Ann Gao uses her musical talents to bring joy to senior adults, and their encouragement fuels her desire to perform. 

Since March, the 17-year-old has founded the “Our Songs Project” which has presented more than 45 music concerts at 25 senior living and nursing facilities. A natural leader, Ann has inspired 75 youth performers to join the project. She herself is a talented flute and piano player who takes private lessons.

Photos by Mike Kemp

“I started learning music when I was five, and I loved performing and getting positive responses from my audience,” Ann said. “When I was younger my local piano teacher, Linda Kennedy, and my middle school band would go to nursing homes, schools, and hospitals, and it made me fall in love with playing piano and flute for my community.”

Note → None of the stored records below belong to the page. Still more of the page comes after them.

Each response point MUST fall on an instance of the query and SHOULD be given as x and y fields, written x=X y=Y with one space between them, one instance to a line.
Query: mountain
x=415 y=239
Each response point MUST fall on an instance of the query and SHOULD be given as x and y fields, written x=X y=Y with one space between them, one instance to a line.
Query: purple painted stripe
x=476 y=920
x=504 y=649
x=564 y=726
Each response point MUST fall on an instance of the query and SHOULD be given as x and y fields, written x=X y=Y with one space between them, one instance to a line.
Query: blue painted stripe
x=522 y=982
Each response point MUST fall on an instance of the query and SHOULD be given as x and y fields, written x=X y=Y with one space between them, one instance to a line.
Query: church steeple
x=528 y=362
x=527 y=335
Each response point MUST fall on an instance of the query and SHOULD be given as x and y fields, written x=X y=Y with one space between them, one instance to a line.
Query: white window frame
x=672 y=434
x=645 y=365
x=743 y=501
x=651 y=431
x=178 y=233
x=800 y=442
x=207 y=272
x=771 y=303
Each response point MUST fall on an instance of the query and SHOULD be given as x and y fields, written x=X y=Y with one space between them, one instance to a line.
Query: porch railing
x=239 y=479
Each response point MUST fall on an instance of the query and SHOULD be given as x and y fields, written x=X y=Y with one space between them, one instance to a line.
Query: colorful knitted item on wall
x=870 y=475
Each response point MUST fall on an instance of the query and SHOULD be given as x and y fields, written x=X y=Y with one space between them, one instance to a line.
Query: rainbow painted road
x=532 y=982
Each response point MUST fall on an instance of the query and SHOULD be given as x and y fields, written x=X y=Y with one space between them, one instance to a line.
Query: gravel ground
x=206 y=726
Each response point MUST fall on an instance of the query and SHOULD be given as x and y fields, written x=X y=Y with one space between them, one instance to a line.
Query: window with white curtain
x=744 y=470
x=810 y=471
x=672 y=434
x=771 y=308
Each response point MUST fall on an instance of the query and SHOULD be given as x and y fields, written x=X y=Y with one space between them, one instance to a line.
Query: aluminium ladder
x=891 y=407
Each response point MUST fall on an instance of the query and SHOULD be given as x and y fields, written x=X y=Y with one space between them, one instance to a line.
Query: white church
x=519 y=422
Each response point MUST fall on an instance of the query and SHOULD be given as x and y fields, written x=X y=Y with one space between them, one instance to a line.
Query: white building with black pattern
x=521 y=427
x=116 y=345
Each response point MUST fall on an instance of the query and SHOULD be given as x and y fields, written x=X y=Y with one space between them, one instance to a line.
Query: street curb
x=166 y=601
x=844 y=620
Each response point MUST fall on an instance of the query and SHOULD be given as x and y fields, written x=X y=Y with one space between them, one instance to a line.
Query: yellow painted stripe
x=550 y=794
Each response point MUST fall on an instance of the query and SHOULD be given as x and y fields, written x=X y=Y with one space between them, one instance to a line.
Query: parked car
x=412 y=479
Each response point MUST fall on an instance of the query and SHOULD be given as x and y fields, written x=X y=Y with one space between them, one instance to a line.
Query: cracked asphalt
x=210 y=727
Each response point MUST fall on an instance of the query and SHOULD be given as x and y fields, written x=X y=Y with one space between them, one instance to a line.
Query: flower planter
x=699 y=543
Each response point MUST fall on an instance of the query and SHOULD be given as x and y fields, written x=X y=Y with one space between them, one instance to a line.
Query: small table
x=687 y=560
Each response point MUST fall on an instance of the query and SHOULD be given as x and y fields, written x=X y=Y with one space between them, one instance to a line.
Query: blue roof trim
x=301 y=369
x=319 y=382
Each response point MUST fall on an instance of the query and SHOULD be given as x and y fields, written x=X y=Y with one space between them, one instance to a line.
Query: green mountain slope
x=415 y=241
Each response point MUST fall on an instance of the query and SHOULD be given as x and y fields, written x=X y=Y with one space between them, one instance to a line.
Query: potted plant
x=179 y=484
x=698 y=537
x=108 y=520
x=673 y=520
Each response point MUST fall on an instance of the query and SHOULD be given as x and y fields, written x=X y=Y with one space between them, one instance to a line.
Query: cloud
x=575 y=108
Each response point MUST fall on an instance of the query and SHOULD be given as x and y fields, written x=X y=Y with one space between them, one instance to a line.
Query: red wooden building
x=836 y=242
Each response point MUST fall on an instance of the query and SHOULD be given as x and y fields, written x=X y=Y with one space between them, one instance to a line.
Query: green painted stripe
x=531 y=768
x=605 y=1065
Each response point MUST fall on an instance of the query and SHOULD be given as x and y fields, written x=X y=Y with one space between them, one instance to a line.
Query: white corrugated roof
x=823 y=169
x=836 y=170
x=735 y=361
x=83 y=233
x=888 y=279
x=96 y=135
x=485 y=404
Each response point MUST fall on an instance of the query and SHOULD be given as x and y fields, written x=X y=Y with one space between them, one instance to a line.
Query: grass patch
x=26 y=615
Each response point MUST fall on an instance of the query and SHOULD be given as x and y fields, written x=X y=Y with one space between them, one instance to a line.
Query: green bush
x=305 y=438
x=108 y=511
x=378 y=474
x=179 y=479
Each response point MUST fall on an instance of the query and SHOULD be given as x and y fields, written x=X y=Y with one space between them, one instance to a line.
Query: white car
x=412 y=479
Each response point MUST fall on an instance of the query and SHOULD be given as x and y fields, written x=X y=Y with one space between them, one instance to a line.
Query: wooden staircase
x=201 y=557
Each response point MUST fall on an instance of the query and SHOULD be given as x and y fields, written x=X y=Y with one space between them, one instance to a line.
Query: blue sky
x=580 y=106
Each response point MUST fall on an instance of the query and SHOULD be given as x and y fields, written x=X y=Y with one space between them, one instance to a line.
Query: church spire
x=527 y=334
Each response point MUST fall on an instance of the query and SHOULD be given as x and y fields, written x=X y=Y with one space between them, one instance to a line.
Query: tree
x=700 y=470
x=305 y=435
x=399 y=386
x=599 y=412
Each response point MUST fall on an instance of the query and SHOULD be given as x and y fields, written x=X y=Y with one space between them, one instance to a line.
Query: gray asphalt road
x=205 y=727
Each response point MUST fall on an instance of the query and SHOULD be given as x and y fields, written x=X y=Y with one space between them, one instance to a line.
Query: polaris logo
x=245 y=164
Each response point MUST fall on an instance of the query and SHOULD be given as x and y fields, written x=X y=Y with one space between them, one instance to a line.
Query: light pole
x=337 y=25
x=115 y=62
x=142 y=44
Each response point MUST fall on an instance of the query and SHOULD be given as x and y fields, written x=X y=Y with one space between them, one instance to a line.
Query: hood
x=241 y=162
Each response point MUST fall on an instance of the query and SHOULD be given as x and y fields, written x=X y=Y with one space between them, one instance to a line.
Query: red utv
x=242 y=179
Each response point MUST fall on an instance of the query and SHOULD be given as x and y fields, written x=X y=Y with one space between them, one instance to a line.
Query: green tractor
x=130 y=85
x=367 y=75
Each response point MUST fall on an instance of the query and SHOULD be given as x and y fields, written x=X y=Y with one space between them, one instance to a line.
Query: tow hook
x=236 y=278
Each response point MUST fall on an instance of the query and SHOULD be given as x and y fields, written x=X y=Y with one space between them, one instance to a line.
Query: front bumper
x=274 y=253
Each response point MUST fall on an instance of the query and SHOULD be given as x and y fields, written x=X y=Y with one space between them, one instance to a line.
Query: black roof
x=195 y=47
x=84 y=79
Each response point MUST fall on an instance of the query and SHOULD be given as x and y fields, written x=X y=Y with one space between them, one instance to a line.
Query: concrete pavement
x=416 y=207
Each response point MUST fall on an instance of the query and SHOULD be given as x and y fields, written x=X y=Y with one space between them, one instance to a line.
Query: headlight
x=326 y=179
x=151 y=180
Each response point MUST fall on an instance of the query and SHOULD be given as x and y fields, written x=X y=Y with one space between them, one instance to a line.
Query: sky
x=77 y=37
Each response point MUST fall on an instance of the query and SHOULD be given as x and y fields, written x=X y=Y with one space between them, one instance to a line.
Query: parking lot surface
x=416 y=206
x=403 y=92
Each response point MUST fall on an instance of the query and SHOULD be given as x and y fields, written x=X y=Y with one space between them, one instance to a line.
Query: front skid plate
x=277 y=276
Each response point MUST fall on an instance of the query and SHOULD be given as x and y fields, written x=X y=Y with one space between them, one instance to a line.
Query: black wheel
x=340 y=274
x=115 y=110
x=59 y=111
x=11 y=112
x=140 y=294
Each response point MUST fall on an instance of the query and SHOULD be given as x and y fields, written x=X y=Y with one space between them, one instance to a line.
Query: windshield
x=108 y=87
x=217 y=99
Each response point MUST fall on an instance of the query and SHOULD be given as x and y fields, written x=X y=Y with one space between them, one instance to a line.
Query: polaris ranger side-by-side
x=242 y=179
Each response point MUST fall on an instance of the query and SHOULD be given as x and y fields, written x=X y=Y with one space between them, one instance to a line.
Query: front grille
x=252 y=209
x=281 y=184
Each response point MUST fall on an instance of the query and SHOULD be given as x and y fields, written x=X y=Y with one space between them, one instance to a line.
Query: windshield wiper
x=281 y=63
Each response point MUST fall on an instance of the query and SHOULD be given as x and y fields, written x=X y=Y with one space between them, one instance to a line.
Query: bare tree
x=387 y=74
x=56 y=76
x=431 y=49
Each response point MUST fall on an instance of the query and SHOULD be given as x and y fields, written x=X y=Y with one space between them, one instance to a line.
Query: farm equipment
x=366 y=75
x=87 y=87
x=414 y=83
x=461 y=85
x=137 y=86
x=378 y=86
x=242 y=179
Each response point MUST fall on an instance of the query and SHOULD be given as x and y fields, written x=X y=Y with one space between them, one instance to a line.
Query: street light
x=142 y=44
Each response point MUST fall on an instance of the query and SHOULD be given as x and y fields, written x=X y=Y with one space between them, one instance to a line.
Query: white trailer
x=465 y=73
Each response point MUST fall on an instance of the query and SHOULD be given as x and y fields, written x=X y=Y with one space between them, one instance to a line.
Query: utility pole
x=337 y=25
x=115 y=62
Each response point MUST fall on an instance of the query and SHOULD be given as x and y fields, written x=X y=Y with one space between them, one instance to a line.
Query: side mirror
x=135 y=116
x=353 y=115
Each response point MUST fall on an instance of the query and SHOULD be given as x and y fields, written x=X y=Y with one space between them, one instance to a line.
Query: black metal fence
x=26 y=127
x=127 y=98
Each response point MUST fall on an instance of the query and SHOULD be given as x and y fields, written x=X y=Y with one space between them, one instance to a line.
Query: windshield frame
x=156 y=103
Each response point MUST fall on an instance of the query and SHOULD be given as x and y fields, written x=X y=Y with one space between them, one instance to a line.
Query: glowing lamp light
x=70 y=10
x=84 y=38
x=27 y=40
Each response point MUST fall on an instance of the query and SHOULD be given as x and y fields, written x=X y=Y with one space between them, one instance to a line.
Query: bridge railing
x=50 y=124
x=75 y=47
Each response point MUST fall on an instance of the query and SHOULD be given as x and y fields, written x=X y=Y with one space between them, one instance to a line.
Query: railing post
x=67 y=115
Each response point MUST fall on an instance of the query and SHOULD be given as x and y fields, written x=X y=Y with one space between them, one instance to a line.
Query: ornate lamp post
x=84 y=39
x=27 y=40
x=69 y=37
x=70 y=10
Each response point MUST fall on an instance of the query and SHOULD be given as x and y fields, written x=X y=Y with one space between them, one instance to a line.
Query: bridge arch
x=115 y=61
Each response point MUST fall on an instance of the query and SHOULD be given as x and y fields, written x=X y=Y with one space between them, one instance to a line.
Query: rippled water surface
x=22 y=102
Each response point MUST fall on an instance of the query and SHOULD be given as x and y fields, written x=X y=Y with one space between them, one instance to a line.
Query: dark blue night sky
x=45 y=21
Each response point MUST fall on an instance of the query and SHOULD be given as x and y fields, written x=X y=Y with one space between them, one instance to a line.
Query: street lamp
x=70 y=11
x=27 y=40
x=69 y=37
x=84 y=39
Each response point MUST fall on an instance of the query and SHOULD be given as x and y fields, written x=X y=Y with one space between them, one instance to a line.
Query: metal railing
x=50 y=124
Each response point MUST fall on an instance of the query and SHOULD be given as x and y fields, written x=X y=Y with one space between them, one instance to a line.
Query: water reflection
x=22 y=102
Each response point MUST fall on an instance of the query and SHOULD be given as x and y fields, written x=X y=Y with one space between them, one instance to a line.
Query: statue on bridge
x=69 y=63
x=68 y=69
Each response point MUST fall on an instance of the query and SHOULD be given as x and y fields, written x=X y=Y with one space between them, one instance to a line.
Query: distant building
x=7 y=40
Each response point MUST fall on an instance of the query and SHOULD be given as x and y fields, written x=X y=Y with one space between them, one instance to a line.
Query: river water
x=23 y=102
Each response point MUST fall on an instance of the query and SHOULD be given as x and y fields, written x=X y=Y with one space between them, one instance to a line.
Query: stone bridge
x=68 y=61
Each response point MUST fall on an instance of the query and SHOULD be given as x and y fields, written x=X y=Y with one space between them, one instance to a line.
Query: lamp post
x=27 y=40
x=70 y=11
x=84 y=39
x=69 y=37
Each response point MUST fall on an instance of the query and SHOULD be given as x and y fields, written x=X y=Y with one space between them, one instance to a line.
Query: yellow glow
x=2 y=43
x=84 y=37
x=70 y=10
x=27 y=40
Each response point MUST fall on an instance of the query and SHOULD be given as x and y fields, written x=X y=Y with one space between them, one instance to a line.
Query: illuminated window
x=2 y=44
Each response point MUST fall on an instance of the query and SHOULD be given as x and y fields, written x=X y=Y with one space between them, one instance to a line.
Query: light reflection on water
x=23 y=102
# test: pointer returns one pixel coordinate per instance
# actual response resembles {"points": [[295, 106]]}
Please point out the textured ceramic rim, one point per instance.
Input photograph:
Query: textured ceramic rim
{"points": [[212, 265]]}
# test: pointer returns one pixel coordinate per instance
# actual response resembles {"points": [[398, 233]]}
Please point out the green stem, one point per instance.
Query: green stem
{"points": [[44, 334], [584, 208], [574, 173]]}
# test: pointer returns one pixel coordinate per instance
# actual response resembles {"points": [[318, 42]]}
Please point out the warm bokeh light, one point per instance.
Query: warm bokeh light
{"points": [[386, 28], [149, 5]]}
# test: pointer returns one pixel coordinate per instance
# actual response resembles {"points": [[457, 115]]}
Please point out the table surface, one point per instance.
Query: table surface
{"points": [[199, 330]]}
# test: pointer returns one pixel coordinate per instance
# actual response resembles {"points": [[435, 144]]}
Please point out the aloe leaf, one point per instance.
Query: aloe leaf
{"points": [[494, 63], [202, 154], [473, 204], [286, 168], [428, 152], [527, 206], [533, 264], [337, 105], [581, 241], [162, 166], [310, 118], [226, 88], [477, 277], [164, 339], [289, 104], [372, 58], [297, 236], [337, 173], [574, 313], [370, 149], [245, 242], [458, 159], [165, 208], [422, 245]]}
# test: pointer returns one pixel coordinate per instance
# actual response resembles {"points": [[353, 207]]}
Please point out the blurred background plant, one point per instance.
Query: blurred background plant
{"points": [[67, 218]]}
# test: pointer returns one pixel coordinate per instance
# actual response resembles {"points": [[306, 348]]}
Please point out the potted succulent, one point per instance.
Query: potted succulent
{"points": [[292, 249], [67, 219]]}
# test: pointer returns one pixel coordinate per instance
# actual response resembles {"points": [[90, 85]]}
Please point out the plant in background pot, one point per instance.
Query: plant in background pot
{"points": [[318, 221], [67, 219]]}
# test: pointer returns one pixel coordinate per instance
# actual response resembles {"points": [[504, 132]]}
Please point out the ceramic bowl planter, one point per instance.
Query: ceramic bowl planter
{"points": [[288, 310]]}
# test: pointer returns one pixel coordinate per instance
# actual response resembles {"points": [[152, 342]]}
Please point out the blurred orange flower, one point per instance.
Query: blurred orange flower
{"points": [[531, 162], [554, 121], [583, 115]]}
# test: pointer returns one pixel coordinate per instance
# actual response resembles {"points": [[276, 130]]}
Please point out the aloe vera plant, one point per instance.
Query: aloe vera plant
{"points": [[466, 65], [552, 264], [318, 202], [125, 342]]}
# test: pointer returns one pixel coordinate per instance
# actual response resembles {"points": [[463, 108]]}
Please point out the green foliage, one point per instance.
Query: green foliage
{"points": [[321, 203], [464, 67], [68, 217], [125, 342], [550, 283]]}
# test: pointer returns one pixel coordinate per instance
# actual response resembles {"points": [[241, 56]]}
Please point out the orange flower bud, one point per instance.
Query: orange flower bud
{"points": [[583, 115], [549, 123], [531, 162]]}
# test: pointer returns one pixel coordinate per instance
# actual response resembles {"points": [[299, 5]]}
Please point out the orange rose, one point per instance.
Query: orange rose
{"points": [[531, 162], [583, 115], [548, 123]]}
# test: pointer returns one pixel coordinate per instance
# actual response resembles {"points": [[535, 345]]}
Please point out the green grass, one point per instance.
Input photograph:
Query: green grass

When Ann started high school, the COVID-19 pandemic hit and her performance opportunities dwindled. She missed them. “In March, I wanted to revive playing for the community,” the incoming senior said. “It started really small, and after our first few concerts our audience members were so kind and supportive that we wanted to make this bigger.”

Ann reached out to friends who play instruments with her in the Little Rock Central High School band under the direction of Brice Evans. As they joined in, they invited their friend groups. Now at 75 performers, leadership roles have been assigned. As the “Our Songs Project” director, Ann focuses on planning concerts by reaching out to senior living centers. There are also project managers who oversee communication with the group via email, while other project managers record performances or create programs. There is also a member who handles social media and the new website, oursongsproject.org.

Many would ask, how you can motivate 75 teenagers to coordinate 45 concerts for senior adults over a four-month period? Ann would tell you that it’s a gift from the performer to the audience, and the audience reciprocates with smiles, affirmation and sometimes tears.

“Generally, in Arkansas, our older residents are sort of a marginalized group and rarely have visitors or entertainment,” Ann said. “It is really fulfilling to be able to play for an audience who really appreciates our work because we practice every day.”

Ann Gao founded the “Our Songs Project” in March . The group of 75 student musicians performs at senior adult living centers. Recently, she and Stephen Graham presented a concert at The Lakes at Maumelle – Health and Rehabilitation.

The teen recalls many meaningful moments, but one stands out. “At our first concert at Woodland Heights, my friend Jessica Doss was singing ‘Amazing Grace’ and I saw a lady in tears. As young musicians we have been learning music and for so many years we have had such a power to make people smile, cry and recall memories, and we hadn’t had the opportunity to use it.”

This summer Ann is also reading and dancing ballet. Because she is interested in the medical field, she is volunteering at UAMS through the HEALERS (Health Education Active Learning Experience for Regional Scholars) program, which is a hands-on, interactive program open to junior and senior high school students in Pulaski County.

She is grateful that her parents, Yang Ou (mom) and Jun Gao (dad), started her on piano at a young age. “They have encouraged me on my entire musical journey,” Ann said. Her brother, Joshua Gao, will be a sophomore and he also performs through “Our Songs Project.”

This is the third consecutive year that Ann will be the drum major for her high school band. There are tryouts each year. She takes piano from Naoki Hakutani, a piano professor at University of Arkansas-Little Rock, and flute from Dr. Carolyn Brown, a flute professor at the University of Central Arkansas.

Ann continues to plan performances in the region and looks forward to entertaining senior community members.

“Their praise inspires us to keep getting better at our instruments,” Ann said. “Specifically, since we are all young, bridging that gap between the youth and the elderly is really important. We enjoy speaking with them because they are older and wiser, and they really give us a lot of support.”